La Ribot : Another Distinguée

Etres insaisissables enveloppés par l'obscurité, grands fauves aux désirs inassouvis qui rodent au plus près des spectateurs dans la nuit du plateau, La Ribot et ses deux compagnons, Juan Loriente et Thami Manekehla, mènent une puissante virée sombre. Another Distinguée charrie quelque chose d’épais, de tranchant, de volontairement insoluble.

La lumière basse efface les contours et les détails, favorise les amas d’énergie. Les décharges s’en trouvent d’autant plus redoutables, elles ont la fulgurance de ces coups de ciseaux qui déchiquettent, arrachent réciproquement les lambeaux des strates successives de tissus transparents enveloppant la peau. Dark Practices, Pièce distinguée n°51, confère sa texture si particulière à cette 5ème série de Pièces distinguées, marquée par une dominante âpre, trouble, qui orchestre un véritable rituel obscure, ponctué par des ruptures de rythme et des métamorphoses. Une dynamique implacable gonfle et s’intensifie, potentialisée par les frémissements des spectateurs en proie à une irrépressible pulsion scopique. Leurs circulations sur le plateau du Grand Studio du Centre Pompidou, qui empruntent parfois à la curiosité vorace des attroupements funestes ou à la panique soudaine des mouvements de foule, s’organisent autour d’un espace impénétrable, couvert de bâches noires informes, sorte de tabernacle qui intrigue et repousse, membrane qui retient à la lisière, se laisse contourner, circonscrit une zone occultée, interdite, porteuse de la promesse d’un dévoilement sans cesse retardé, d’un secret jalousement gardé jusqu’à la fin.

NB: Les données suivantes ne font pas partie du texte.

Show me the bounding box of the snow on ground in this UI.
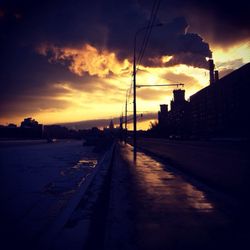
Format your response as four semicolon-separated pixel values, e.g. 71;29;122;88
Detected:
0;140;97;249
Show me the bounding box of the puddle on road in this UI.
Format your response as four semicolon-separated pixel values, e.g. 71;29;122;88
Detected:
122;146;214;212
43;159;97;196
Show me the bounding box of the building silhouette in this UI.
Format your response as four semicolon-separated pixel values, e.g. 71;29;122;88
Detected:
158;62;250;138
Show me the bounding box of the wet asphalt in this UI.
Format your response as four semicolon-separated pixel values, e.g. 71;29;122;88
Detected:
106;145;250;250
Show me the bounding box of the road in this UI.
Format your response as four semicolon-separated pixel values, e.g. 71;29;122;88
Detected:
135;138;250;200
105;145;250;250
0;140;97;250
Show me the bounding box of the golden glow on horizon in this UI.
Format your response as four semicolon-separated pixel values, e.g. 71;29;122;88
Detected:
0;42;250;129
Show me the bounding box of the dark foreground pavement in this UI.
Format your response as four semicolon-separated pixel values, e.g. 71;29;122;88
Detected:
105;145;250;250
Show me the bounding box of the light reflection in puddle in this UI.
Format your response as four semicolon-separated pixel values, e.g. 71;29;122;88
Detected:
122;146;214;212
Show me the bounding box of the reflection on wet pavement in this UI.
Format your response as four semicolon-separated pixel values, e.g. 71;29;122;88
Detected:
124;147;213;212
121;146;234;250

La proximité est menaçante entre la peau et le tranchant des lames. Quelque chose de cannibale, de féroce est à l’œuvre. Les corps s’imbriquent, extensions généreuses, totalement offertes, alternent avec des bonds sauvages, véhicules d’une urgence dévoratrice, signes peut être d’un mystérieux affranchissement. Les remous du magma sonore de Refraction I, No inc se font d’autant plus pressants. La lumière baisse davantage et soudain : silence. L’immobilité tenue, sculpturale, à la fois grave et insolite de la Pièce distinguée n°46, Sirènes, dédoublée en miroir, s’impose. Le motif du coup de ciseaux, ligne de fracture qui traverse, sépare et réunit, entre en résonance par la suite avec les équilibres instables des Pièces distinguées n°47 et n°53, respectivement Sacrifice I et II. Déjà en 2003, Panoramix, rassemblant à la Tate Modern dix années de travail, mettait en exergue le sens du rythme et du montage, que Distinguished Hits, présenté à l’automne 2016 au CND confirmait avec éclat. La dramaturgie d’Another Distinguée procède désormais d’un véritable parcours, à la progression patiente et tenace, inéluctable. Pièce distinguée n°52, Desasosiego installe l’agitation abrupte de Dark Practices, Pièce distinguée n°51 dans une mécanique des corps intriqués plus intimement encore, qui se cherchent, se soupèsent, font parfois durer l’immobilité avant la charge où les codes sensuels et agonistiques se mêlent, amplifient l’interdépendance réciproque et la propension si parlante qu’à ce mouvement primaire à se régénérer. Il y va d’un balancier répétitif, d’un accouplement de forces, nourrissant une tension basse, constante, bien palpable, contagieuse. Les spectateurs sont gagnés par les nappes électriques de Sagittarius A.

L’apaisement final pourrait n’être qu’un leurre. L’énergie semble retomber sous les  couches épaisses de peinture rouge, acide, de la Pièce distinguée n°49, Olivia. L’image qui se précise lentement sous les traits appuyés de ce tableau vivant n’est pourtant pas anodine. Tout en s’interdisant de se restreindre à une seule signification, elle persiste à nous interpeller. 

 

Pièce jouée au Centre Pompidou du 7 au 9 avril 2017.